Further belying the attorney’s argument is the fact that the new laws of intestacy do not provide for first cousins twice removed to take in any circumstance. EPTL 4-1.1 (a) (7) contains the language for first cousins once removed to inherit, but the distribution is per capita, i.e., first cousins twice removed are cut off.

A word on intestate distribution and legislative intent needs to be voiced. As a practical matter, it is logical to assume that everything else being equal, a decedent will be closer, and more generous to heirs that he is familiar with than to those of whom he is unaware. When you reach the remoteness of first cousins once and twice removed, close feelings of family affection generally diminish. This is only natural. Recognizing this fact, the Legislature, in this court’s mind, decided to put into words what a decedent most likely harbors in his heart. It should also be noted that determining and finding remote heirs becomes a tedious and costly task, and placing limits on the levels of distribution is not only efficient but economical.

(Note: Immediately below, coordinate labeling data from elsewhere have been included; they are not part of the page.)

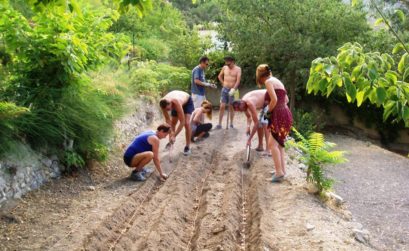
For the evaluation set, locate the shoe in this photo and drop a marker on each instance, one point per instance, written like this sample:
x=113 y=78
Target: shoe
x=187 y=151
x=146 y=171
x=137 y=176
x=277 y=179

The only case cited by the attorney for the first cousins once removed is Matter of Donohue (163 Misc 2d 537). In that case Surrogate Roth determined that the decedent’s entire estate was distributable to two maternal first cousins, thereby excluding several first cousins once removed on the paternal side. In spite of what appears to be a ruling adverse to his position, the attorney applies the same convoluted logic that he uses in the "2-stage” example listed above. His reading of Donohue is rejected.

Finally, counsel argues legislative intent and cites the First Report of the EPTL Advisory Committee as support for his position. However, he has failed to submit the report or any similar authority to buttress his argument. His conclusory comments are insufficient to prove legislative intent.

In spite of a cogent (and intellectually stimulating) argument by the attorney for the first cousins once removed, the court finds that, pursuant to EPTL 4-1.1 (a) (6), the entire estate is distributable to the maternal first cousins. The guardian ad litem has filed his report and has not embraced the objectant’s position.

Attorney’s fees for the attorney employed by the Public Administrator are fixed and determined in the amount *976requested for all legal services rendered and to be rendered inclusive of those through the settling of the final decree and distribution thereunder. Proper disbursements may be taxed as costs.